Limits on Liability

Started by Fara Fasat · Oct 7, 2010 · 1 replies

  1. F

    Fara Fasat

    Oct 7, 2010 · 15y ago

    Original post

    Many companies have standard terms in their sales contracts that limit their liability for damages. Some limits are expressed as a multiple of the contract value; some have a fixed cap such as $1 million. In a commercial setting, this can be rejected completely by the buyer, or it can be negotiated.

    Question: is there any law or regulation that prohibits the government from agreeing to a cap on a contractor's liability? I'm not looking for advice on how to set a cap, when it might be appropriate, or the wisdom of doing it. I just want to know if it can be negotiated, or whether there is a prohibition on it; perhaps something like the ADA preventing the government from agreeing to indemnify a contractor.

  2. n

    napolik

    Oct 7, 2010 · 15y ago


    Many companies have standard terms in their sales contracts that limit their liability for damages. Some limits are expressed as a multiple of the contract value; some have a fixed cap such as $1 million. In a commercial setting, this can be rejected completely by the buyer, or it can be negotiated.

    Question: is there any law or regulation that prohibits the government from agreeing to a cap on a contractor's liability? I'm not looking for advice on how to set a cap, when it might be appropriate, or the wisdom of doing it. I just want to know if it can be negotiated, or whether there is a prohibition on it; perhaps something like the ADA preventing the government from agreeing to indemnify a contractor.

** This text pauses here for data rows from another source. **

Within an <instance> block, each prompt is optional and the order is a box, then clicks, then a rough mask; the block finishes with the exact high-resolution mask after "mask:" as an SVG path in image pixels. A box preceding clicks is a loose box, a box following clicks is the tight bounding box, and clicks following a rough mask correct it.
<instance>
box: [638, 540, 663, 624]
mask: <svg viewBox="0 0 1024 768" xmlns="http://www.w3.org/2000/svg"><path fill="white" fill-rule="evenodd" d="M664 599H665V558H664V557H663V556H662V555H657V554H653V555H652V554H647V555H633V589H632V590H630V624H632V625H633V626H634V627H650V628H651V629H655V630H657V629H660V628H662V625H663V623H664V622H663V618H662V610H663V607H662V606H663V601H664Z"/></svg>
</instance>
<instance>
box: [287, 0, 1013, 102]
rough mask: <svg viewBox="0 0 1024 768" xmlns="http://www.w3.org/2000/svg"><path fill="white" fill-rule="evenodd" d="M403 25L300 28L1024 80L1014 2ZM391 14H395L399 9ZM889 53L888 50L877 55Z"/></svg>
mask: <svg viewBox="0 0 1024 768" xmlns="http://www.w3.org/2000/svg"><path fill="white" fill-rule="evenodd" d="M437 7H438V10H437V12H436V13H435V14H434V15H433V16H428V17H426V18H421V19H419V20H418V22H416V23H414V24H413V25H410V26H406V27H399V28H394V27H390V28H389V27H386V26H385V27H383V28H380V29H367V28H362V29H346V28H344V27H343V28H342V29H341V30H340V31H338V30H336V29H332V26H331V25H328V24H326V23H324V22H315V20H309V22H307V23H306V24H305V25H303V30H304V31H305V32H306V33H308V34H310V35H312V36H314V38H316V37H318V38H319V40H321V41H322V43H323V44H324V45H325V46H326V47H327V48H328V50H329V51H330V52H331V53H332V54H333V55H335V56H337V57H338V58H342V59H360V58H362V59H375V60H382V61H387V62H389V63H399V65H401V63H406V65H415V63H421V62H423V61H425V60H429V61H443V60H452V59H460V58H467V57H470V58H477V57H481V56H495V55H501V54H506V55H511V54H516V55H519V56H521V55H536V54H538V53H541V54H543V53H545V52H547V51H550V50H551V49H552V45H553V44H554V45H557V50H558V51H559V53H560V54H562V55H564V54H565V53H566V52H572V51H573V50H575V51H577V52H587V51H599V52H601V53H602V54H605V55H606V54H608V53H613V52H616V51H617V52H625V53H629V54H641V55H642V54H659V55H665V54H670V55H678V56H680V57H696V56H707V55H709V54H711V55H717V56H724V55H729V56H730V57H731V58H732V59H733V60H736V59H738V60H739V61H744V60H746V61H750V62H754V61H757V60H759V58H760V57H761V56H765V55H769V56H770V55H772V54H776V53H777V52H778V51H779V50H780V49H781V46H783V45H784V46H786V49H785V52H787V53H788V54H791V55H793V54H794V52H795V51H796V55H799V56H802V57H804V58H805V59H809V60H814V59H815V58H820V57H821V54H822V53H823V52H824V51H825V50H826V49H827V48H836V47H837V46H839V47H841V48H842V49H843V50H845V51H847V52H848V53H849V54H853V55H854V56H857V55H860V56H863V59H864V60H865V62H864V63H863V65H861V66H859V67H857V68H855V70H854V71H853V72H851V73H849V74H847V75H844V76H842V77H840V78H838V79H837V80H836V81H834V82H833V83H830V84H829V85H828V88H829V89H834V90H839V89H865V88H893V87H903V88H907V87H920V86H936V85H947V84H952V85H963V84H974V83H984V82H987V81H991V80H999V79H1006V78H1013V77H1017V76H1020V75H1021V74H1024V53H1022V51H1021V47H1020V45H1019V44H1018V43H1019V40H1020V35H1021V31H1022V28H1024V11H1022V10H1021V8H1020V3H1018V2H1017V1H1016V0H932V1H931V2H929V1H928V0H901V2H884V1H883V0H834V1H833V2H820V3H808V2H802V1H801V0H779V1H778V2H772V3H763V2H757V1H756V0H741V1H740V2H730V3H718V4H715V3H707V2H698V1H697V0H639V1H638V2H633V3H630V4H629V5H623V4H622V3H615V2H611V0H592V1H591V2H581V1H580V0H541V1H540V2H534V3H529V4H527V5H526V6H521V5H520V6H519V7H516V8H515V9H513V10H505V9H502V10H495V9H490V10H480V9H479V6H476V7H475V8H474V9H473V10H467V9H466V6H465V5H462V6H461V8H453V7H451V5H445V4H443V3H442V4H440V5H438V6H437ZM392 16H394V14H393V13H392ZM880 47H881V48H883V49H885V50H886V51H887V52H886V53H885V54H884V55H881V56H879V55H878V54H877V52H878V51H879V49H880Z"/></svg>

    Note that standard FAR terms and conditions for commercial items relieves the contractor of liability. See paragraph (p) from 52.212-4, Contract Terms and Conditions -- Commercial Items (Jun 2010):

    Quote

    (p) Limitation of liability. Except as otherwise provided by an express warranty, the Contractor will not be liable to the Government for consequential damages resulting from any defect or deficiencies in accepted items.